We answer these research questions by providing the following four contributions.

(I) We developed the graph processing system GrapH that considers both, diverse vertex traffic and heterogeneous network costs. The main idea is to avoid frequent communication over expensive network links using an adaptive edge migration strategy. 

(II) We developed a static partitioning algorithm ADWISE that allows to control the trade-off between partitioning latency and graph processing latency. Besides providing evidence for efficiency and effectiveness of our approach, we also show that state-of-the-art partitioning approaches invest too little latency into graph partitioning. By investing more latency into partitioning using ADWISE, total latency of partitioning and processing reduces significantly. 

(III) We developed a distributed graph system QGraph for multi-query graph analysis that allows multiple localized graph queries to run in parallel on a shared graph structure. Our novel query-centric dynamic partitioning approach yields significant speedup as it repartitions the graph such that queries can be executed in a localized manner. This avoids expensive communication overhead while still providing good workload balancing. 

(IV) We developed a novel hypergraph partitioning algorithm, called HYPE, that partitions the hypergraph by using the idea of neighborhood expansion. HYPE grows k partitions separatelyβ€”expanding one vertex at a time over the neighborhood relation of the hypergraph. We show that HYPE leads to fast and effective partitioning performance compared to state-of-the-art hypergraph partitioning tools and partitions billion-scale hypergraphs on a single thread. 
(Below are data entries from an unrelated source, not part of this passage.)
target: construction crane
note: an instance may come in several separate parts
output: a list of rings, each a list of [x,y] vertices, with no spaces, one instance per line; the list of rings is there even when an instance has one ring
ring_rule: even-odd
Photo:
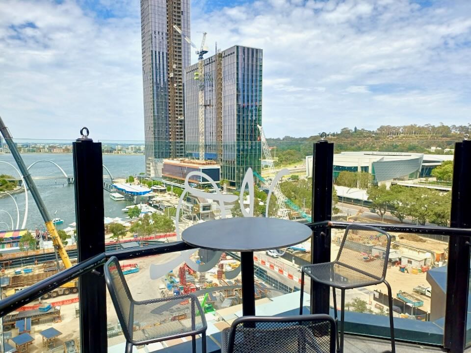
[[[34,199],[36,204],[39,209],[39,213],[41,213],[41,215],[44,220],[44,223],[46,224],[46,227],[48,229],[48,231],[49,231],[49,234],[52,238],[52,244],[53,244],[56,251],[59,254],[59,256],[60,256],[60,258],[62,260],[62,263],[64,264],[64,266],[66,269],[72,267],[72,264],[70,262],[70,259],[69,258],[69,255],[67,254],[67,252],[65,251],[65,248],[62,245],[62,242],[60,240],[58,233],[57,233],[57,230],[55,228],[54,223],[52,223],[52,219],[51,218],[49,212],[48,212],[48,210],[46,208],[46,205],[44,204],[41,195],[39,195],[39,192],[38,191],[37,188],[36,188],[36,184],[34,184],[34,182],[33,181],[29,172],[26,168],[23,158],[20,155],[20,152],[18,151],[16,145],[13,142],[13,138],[11,136],[11,134],[10,133],[10,131],[8,130],[8,127],[5,126],[1,117],[0,117],[0,132],[1,132],[1,134],[3,135],[3,138],[5,139],[6,144],[8,145],[8,147],[10,148],[10,151],[11,152],[11,154],[13,155],[17,164],[18,165],[18,168],[20,169],[20,171],[21,172],[21,174],[23,176],[23,178],[25,179],[25,182],[26,183],[26,186],[29,189],[29,191],[31,192],[31,194],[33,196],[33,199]],[[72,284],[70,285],[71,286],[73,286]],[[74,284],[74,286],[75,286],[75,284]]]
[[[201,41],[201,46],[198,49],[190,38],[184,34],[182,30],[176,25],[173,27],[178,32],[183,39],[190,44],[192,47],[196,50],[198,54],[198,73],[195,75],[195,79],[198,80],[198,129],[199,131],[199,138],[198,144],[199,146],[200,160],[205,160],[205,70],[203,56],[208,53],[208,48],[205,44],[206,41],[206,32],[203,32],[203,40]]]
[[[271,153],[270,153],[270,150],[268,149],[268,144],[266,142],[266,138],[265,137],[265,133],[263,132],[263,129],[262,126],[257,125],[259,130],[260,131],[260,139],[262,140],[262,149],[263,152],[263,155],[265,156],[265,159],[266,161],[268,167],[268,172],[270,175],[274,177],[276,175],[276,172],[275,170],[275,165],[273,164],[273,160],[271,159]],[[256,176],[257,176],[256,175]],[[270,187],[270,184],[266,180],[265,180],[265,184],[267,187]],[[283,219],[289,219],[288,216],[288,210],[286,208],[285,200],[287,200],[286,196],[283,195],[281,192],[281,189],[280,188],[280,185],[277,183],[273,187],[273,194],[276,198],[276,203],[278,206],[278,210],[281,213],[281,217]]]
The algorithms and approaches presented in this thesis tailor graph partitioning towards the specifics of distributed graph processing with respect to (I) dynamic and heterogeneous traffic patterns and network costs, (II) the integrated latency of partitioning plus graph processing, and (III) the graph query workload for partitioning and synchronization. On top of that, (IV) we propose an efficient hypergraph partitioner which is specifically tailored to real-world hypergraphs with skewed degree distributions.